Appendix B. Controllability Lemmas

Combining the partial results obtained above we show the existence of transformations implementing the steps listed at the beginning of the section:

Lemma B.1

If \(q^{(0)}\) in \(\mathcal {Q}_0\) is nondegenerate, then there exists \(M_1\) and a sequence of transition times and interaction triples \(\{ \iota (m),\tau (m)\}_{m = 1}^{M_1}\) such that \(\Phi _{\tau (M_1)}^{\iota (M_1)}\circ \dots \circ \Phi _{\tau (1)}^{\iota (1)} (q^{(0)}) = q^{(1)}\) as in (6.17).

Proof

If (6.17) is satisfied by \(q^{(0)}\) we simply set \(M_1 = 0\), \(q^{(1)} = q^{(0)}\).
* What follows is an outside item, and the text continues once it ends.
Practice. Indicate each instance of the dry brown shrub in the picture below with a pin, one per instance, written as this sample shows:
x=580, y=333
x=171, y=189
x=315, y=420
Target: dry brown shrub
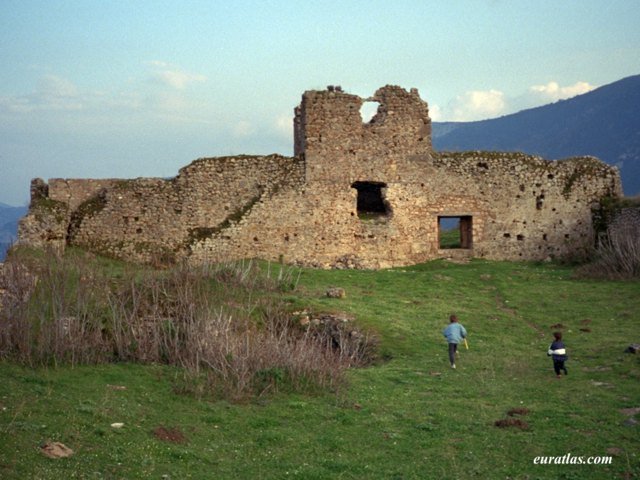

If not, by nondegeneracy there exists a sequence of triples \(\{\iota (m)\}_{m=1}^{M}\) with \(\iota (m) = {\varvec{j}}(m){\varvec{k}}(m){\varvec{\ell }}(m)\) such that \(\mathcal A_0 := \mathcal A(q^{(0)})\) and \( \mathcal A_m = \mathcal A_{m-1} \oplus {\varvec{\ell }}(m)\) with \(\{(0,1,+),(1,0,+),(j^*,-)\}\subset \mathcal A_{M}\). We notice that all steps of this procedure satisfy, upon possibly reordering the indices within each triple, either the conditions of Lemma 6.11 (b) or of Lemma 6.12, so we sequentially choose \(\tau (m) = \tau _+^{\iota (m)}\) from those lemmas.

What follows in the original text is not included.